My thinking is that security needs to follow business logic and it is a
mistake to have them on separate layers.
>
> > My general feeling is that centralizing the security in the database
> means
> > a narrower security perimeter in the areas that matter, and that this
> > mostly comes at the expense of easy multi-tenant hosting.
>
> I wouldn't compromise on having one central authority for security and
> access control, particularly for a product such as LedgerSMB. Just my
> 2c though, I'm sure others have differing opinions.
>
> > Out of curiosity, since you are using krb5/gssapi, why do you go through
> > the set role? Why not just pass krb5 tickets around, since this
> represents
> > a re-usable auth method itself?
>
> When we're using krb5/gssapi, we *don't* use the set role approach, we
> just proxy the credentials, as you'd expect. We use the set role
> approach when we *can't* use krb5/gssapi (we're supporting users outside
> of our AD infrastructure- clients, subcontractors, etc). In those
> cases, we still want a strong auth system, so we go to a solution such
> as client-side certificates or hardware tokens, but those aren't
> proxyable credentials (that I've seen anyway.. maybe there's a way to
> do it now), and so, in those cases, we use the SET ROLE approach.
>
They had better not be proxyiable... However one thing I have considered
is this:
1) Password auth using HTTP basic and an SSL connection, and
2) The web server checks the SSL client cert to ensure that the cn on the
certificate matches the supplied username.
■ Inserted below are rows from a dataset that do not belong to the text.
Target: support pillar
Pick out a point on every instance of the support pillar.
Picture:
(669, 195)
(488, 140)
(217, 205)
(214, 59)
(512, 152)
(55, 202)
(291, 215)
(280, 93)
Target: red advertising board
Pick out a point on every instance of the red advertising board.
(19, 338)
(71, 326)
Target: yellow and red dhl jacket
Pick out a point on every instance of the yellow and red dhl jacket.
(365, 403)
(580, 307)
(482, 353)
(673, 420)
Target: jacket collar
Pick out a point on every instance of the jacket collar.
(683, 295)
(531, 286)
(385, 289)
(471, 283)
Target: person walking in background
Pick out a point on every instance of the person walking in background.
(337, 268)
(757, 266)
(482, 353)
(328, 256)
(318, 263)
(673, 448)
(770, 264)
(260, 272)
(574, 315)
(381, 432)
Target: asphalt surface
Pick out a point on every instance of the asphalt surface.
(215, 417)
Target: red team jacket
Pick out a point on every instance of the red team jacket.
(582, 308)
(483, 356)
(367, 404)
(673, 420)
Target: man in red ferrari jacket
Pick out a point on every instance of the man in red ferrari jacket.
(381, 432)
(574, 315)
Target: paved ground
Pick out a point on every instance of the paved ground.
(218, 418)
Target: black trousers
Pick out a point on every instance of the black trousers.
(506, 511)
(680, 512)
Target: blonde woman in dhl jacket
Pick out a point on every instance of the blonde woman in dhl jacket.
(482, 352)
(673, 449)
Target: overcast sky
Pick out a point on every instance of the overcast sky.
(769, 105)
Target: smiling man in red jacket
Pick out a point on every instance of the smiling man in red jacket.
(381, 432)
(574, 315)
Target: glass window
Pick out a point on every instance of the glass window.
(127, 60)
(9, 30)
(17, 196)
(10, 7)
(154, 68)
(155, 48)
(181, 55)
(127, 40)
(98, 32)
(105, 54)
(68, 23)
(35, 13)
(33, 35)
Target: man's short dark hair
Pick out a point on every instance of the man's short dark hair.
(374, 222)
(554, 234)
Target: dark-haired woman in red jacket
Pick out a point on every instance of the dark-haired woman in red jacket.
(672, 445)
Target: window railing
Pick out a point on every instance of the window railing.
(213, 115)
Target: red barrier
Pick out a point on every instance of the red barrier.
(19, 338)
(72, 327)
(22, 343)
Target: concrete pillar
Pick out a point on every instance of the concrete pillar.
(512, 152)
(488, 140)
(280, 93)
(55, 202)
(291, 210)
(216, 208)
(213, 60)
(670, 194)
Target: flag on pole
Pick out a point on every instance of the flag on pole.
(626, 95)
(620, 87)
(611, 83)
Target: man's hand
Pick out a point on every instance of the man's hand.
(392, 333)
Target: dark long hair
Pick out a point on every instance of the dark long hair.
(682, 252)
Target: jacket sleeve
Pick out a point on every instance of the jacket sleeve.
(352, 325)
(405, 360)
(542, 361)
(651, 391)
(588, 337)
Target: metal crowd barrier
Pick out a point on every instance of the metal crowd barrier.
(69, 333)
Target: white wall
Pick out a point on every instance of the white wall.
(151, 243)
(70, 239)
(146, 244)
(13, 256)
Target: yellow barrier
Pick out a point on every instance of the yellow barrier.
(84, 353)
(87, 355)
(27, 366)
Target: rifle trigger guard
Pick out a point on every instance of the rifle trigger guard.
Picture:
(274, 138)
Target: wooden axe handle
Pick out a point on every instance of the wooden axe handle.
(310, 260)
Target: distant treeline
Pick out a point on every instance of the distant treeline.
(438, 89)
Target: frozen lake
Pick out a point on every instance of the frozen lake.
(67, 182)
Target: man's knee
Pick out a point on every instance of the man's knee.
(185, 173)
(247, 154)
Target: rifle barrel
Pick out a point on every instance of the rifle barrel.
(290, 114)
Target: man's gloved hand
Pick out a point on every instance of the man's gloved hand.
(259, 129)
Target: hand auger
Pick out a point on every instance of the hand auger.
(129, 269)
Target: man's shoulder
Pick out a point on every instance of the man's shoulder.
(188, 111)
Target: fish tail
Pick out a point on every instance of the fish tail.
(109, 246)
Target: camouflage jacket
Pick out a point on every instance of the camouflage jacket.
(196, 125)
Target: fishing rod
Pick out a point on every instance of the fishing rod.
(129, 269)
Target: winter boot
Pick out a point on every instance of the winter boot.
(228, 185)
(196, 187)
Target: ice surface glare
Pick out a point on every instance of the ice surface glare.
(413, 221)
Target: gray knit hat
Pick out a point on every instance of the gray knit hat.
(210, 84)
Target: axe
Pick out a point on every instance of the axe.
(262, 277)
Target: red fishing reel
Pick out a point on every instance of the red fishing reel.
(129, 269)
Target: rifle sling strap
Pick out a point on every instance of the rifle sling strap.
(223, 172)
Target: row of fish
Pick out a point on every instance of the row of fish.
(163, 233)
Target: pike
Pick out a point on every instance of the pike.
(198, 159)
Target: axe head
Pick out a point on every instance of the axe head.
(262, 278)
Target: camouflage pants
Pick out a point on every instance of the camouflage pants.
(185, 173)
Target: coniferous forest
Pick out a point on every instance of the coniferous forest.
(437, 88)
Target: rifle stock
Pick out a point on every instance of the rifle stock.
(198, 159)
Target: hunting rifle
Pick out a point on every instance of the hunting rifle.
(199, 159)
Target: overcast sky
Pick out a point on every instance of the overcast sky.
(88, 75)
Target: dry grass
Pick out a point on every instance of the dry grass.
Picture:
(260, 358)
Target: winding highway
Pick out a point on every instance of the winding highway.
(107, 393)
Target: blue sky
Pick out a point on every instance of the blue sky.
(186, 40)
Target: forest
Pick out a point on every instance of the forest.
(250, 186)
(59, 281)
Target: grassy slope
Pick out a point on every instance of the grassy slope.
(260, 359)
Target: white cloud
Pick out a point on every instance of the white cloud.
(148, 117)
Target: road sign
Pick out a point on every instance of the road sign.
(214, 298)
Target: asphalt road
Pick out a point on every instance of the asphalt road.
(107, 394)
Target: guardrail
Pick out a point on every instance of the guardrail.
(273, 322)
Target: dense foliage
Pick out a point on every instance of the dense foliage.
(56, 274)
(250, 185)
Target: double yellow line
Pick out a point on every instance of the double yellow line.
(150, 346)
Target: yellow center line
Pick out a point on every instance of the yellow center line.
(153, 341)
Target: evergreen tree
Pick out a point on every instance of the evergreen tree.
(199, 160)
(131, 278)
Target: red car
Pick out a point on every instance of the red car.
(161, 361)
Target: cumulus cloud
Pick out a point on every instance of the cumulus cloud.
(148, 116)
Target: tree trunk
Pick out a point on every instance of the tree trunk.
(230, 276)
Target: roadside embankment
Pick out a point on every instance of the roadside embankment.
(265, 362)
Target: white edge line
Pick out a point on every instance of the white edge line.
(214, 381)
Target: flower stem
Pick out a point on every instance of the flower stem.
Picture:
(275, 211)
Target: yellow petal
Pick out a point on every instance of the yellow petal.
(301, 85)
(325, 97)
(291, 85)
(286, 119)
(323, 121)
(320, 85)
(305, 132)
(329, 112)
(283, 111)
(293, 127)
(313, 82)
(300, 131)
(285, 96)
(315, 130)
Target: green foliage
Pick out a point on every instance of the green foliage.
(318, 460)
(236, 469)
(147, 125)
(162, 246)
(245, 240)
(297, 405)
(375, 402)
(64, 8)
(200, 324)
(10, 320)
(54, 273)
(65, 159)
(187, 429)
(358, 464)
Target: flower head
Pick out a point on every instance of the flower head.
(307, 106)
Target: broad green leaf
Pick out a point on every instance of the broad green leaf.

If they don't match you just
ask for new credentials. In this regard, basically a username/password
combo is unlocked by a certificate and you don't get to use a password
unless you have a certificate for the same username. The password itself
is proxyable, and so you get essentially two perimeters:
a) The web app then can enforce two factor auth, and then
b) The web app can then use the username/password as proxyable
credentials.
>
> > Yeah. Of course AD integration with anything on Linux is not as simple
> as
> > it looks, but it still isn't that painful once you get used to it.
>
> Yeah, it really isn't that hard once you know the correct
> 'incarnations', which are actually in a few briefings/trainings I've
> given and are online in various places...
>
I wrote a paper on doing AD integration for OpenSSL on Linux. I was
rather... amused.... by the differences in in how service accounts are
handled in AD (at least in 2007) vs MIT Kerberos.